Using a process developed by an 18th-century French mathematician named Jean-Baptiste Fourier (pronounced "four-yay"), any sound can be analyzed as the sum of one or more sine waves, each of which has its own amplitude, frequency, and phase characteristics. What exactly is a sine wave? The term has a mathematical meaning, but don't worry about it. Think of a sine wave as a sort of sonic atom or building block - the simplest possible sound.
In most tones created by musical instruments (except for drums and a few others), the frequencies of the various sine waves have simple mathematical relationships to one another. All of them are whole-number multiples of the lowest frequency in the tone. In the real world of vibrating physical objects, they may not be exact multiples, but the numbers are close enough that we don't need to worry about any discrepancies.
The lowest frequency is called the fundamental. The various sine waves are all called partials or harmonics, and all of the partials above the fundamental are called overtones. So if the fundamental is, for instance, at 110Hz, the tone will contain overtones at 220Hz, 330Hz, 440Hz, and so on, as shown in Figure B-1. Any series of tones that are whole-number multiples of one another is said to be part of the harmonic series, and individual tones within such a series are called harmonics.
Figure B-1. Most tones in nature consist of numerous partials, which vibrate at frequencies that are wholenumber multiples of the lowest partial.
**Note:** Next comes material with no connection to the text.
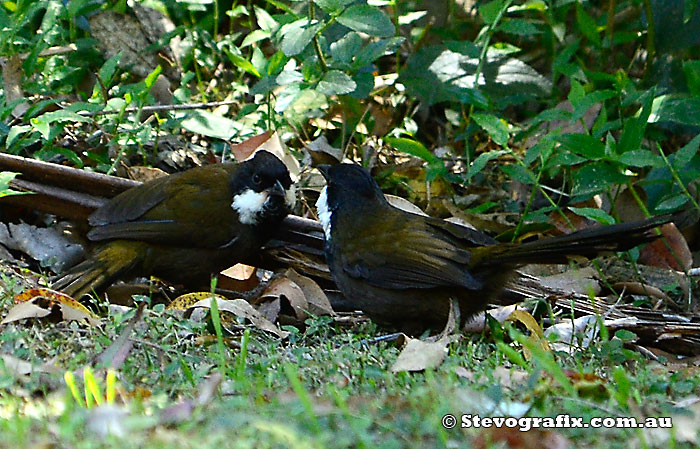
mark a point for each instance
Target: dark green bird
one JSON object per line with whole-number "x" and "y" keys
{"x": 186, "y": 226}
{"x": 401, "y": 269}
The lowest partial is called the fundamental. Shown here is a fundamental frequency of 110Hz (which happens to be an A) and its first five overtones. Note that the overtone series continues upward indefinitely, only the lower overtones are shown.
If you're interested in a little more academic rigor, you might appreciate knowing the following facts:
1. Every sound consists of one or more partials, which are sine waves.
2. If the partials are close to being whole-number multiples of some frequency, then this frequency is called the fundamental, and all of the higher partials are called overtones. The second partial (counting from the bottom) is the first overtone.
3. If the partials are not whole-number multiples of some frequency, the sound is said to be clangorous (meaning that it sounds more or less like a bell) or noisy (meaning random). In the case of noise, the number of partials is technically infinite, because noise is defined as a signal that contains energy at all frequencies.
Unless the overtones are unusually loud (usually they won't be as loud as the fundamental), our ears will identify the frequency of the fundamental as being the frequency of the tone itself. The other partials, rather than being perceived separately, will contribute to the perceived tone color of the tone.
As mentioned in Chapter One, in the section on playing in tune, whenever two tones with different pitches are sounded at once, a third tone called a difference tone can also be perceived. The frequency of the difference tone is the difference (found by subtraction) between the frequencies of the other two tones. Here's the key point: If the partials are harmonically related, as in Figure B-1, the difference tones between partials will also be harmonically related. For instance, if two of the partials above a 100Hz fundamental are at 400Hz and 500Hz, then they create a 100Hz difference tone.